Let's say 10^n has 18 consecutive zeroes. Then for example 10^(n+23)
will still have 11 consecutive zeroes, because the digits right of the
first of the zeroes have been multiplied by 2^23 < 10^7, so at most 7
zeroes are gone. We can also show that 10^(n-10) must have 11
consecutive zeroes: Multiplying by 2 can create only one zero digit,
not two. So multiplying by 2^10 could have created only 10 zero
digits, so 8 zero digits must have been there already.

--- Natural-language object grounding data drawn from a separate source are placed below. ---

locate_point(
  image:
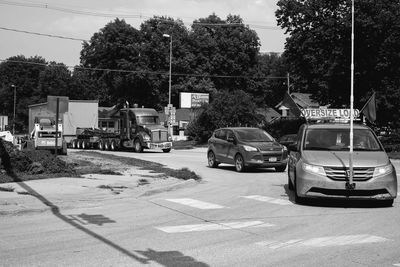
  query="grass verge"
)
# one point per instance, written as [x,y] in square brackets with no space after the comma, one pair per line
[184,173]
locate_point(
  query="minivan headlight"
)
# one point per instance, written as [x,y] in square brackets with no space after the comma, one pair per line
[383,170]
[314,169]
[146,138]
[250,148]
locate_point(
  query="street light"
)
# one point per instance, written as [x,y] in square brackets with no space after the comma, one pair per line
[170,65]
[169,88]
[15,97]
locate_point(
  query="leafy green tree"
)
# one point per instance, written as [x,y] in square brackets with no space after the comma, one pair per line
[319,49]
[268,82]
[223,48]
[227,109]
[117,46]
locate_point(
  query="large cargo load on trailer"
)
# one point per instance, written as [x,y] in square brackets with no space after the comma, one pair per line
[140,129]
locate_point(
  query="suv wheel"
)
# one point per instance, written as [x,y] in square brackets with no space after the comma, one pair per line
[239,163]
[212,162]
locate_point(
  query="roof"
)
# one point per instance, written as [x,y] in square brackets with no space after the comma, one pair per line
[336,126]
[303,100]
[73,101]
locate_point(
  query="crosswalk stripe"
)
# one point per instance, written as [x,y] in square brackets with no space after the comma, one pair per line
[196,203]
[213,226]
[269,200]
[324,241]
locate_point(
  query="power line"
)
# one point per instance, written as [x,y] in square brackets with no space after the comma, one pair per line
[134,16]
[146,72]
[43,34]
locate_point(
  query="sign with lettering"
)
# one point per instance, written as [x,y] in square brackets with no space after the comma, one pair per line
[326,113]
[193,100]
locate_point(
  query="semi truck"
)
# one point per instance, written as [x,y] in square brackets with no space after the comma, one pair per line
[139,129]
[46,136]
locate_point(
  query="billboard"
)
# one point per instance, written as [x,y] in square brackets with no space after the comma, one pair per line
[3,122]
[193,100]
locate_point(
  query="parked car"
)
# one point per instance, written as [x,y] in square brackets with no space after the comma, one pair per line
[287,139]
[319,164]
[246,147]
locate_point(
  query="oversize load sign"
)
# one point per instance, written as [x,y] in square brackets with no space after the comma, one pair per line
[328,113]
[193,100]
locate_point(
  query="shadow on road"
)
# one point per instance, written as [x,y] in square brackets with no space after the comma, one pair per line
[166,258]
[171,258]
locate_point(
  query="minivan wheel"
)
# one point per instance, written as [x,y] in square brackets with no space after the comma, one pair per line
[239,163]
[211,160]
[290,184]
[138,146]
[280,168]
[297,199]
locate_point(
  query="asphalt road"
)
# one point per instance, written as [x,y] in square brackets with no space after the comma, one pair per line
[228,219]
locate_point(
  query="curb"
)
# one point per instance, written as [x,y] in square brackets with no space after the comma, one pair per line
[186,183]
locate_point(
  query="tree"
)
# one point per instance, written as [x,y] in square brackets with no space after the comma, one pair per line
[319,48]
[114,53]
[227,109]
[223,48]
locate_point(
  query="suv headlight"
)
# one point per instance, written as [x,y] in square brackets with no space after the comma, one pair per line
[314,169]
[250,148]
[383,170]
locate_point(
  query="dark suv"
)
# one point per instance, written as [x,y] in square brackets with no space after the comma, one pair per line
[246,147]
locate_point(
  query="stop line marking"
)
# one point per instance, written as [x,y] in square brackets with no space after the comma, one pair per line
[324,241]
[269,200]
[213,226]
[196,203]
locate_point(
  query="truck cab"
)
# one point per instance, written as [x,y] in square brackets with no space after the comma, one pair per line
[44,135]
[141,129]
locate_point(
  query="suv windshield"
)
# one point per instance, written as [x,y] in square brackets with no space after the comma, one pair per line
[147,119]
[338,140]
[253,135]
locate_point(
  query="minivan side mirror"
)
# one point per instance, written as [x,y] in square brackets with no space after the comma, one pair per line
[231,139]
[293,147]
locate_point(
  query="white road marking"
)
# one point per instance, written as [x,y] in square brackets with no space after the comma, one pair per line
[196,203]
[324,241]
[213,226]
[269,200]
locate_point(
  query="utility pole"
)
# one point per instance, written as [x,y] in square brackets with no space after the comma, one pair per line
[15,102]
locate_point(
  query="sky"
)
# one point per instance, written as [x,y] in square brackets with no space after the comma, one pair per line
[80,19]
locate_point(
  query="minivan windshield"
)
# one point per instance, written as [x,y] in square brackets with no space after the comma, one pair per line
[253,135]
[338,140]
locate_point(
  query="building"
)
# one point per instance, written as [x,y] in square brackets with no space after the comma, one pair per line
[3,123]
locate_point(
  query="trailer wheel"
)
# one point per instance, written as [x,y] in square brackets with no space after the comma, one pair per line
[138,146]
[113,145]
[101,145]
[107,145]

But the digits
to the right of the first of the 18 zero digits must have a value <
1/1024 or we would have created a new non-zero digit, so there must
have been 3 zero digits to the right as well, for a total of 11.

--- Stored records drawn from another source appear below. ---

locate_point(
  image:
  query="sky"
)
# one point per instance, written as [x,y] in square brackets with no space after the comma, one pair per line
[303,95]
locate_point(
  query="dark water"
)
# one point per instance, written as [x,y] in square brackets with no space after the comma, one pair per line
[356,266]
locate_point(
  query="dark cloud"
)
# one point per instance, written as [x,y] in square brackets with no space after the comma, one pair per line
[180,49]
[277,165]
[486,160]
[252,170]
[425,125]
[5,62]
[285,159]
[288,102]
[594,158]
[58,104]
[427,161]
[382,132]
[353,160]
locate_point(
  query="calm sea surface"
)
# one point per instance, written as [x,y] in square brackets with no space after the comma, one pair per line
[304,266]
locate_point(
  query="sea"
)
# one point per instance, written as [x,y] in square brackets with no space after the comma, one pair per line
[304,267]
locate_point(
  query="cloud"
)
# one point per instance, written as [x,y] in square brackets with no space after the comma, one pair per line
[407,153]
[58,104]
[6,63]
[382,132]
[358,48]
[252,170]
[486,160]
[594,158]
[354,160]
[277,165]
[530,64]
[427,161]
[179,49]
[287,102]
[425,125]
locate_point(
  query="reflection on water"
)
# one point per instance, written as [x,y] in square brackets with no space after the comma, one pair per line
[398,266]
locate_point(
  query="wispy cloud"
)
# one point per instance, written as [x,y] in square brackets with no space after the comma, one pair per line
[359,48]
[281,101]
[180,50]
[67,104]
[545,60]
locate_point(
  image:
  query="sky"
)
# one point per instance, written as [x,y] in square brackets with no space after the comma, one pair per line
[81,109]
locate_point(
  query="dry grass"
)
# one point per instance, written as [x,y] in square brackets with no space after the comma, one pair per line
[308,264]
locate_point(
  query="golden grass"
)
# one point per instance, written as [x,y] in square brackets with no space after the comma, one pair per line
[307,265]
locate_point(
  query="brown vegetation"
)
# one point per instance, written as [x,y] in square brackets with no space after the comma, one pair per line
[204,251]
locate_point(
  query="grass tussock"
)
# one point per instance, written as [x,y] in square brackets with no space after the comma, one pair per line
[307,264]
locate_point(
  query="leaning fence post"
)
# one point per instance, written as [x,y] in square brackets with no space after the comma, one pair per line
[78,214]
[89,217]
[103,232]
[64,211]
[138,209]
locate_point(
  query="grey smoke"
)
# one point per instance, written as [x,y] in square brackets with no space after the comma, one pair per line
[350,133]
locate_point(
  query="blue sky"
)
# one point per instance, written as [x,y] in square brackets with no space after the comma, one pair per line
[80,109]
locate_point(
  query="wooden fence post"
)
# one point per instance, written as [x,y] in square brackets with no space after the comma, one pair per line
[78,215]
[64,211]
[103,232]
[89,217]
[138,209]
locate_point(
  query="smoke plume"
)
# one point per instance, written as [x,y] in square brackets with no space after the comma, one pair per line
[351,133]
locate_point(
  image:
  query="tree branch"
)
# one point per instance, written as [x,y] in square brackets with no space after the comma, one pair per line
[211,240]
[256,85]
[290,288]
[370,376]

Instead of the number 11 we can choose any number, and we get this
table:

2^(n-1) .. 2^(n+3): 17 zero digits
2^(n-2) .. 2^(n+6): 16 zero digits
2^(n-3) .. 2^(n+9): 15 zero digits
2^(n-5) .. 2^(n+13): 14 zero digits
2^(n-7) .. 2^(n+16): 13 zero digits
2^(n-8) .. 2^(n+19): 12 zero digits
2^(n-10) .. 2^(n+23): 11 zero digits
2^(n-11) .. 2^(n+26): 10 zero digits
2^(n-12) .. 2^(n+29): 9 zero digits
2^(n-14) .. 2^(n+33): 8 zero digits
2^(n-15) .. 2^(n+36): 7 zero digits
2^(n-17) .. 2^(n+39): 6 zero digits

So we can multiply for example by 2^34 at each step and check for 11
consecutive zeroes, and if we don't find them then there cannot be 18
consecutive zeroes.

We do the calculation in base 10^k. Checking for k+1 or k+2
consecutive zero digits is not trivial, but very fast: If there are k
+1 or k+2 consecutive zero digits, then the highest two or three
digits of some base 10^k number must both be zero. And that happens
only in one in 100 or 1 in 1000 cases.

This works out quite well if we choose k = 9 and n = 34: Do the
calculation in base 10^9. At each step we multiply by 2^34. We look
for sequences with 11 consecutive zeroes; this can only happen if one
of the base 10^9 digits is less than 10^6, which happens only in one
in 1000 cases. When that happens you can check

bool elevenzeroes;
if (number > 99999) elevenzeroes = (next % 100000000 == 0);
else if (number > 9999) elevenzeroes = (next % 10000000 == 0);
else if (number > 999) elevenzeroes = (next % 1000000 == 0);
else if (number > 99) elevenzeroes = (next % 100000 == 0);
else if (number > 9) elevenzeroes = (next % 10000 == 0);
else if (number > 0) elevenzeroes = (next % 1000 == 0);
else elevenzeroes = (previous <= 9999999 || (previous <= 99999999
&& next % 10 == 0) || next % 100 == 0);

This checks for 11 consecutive zeroes, which will be exceedingly rare.
We need to keep part of the previous result around in case you found
11 consecutive zeroes and have to check for 18 digits.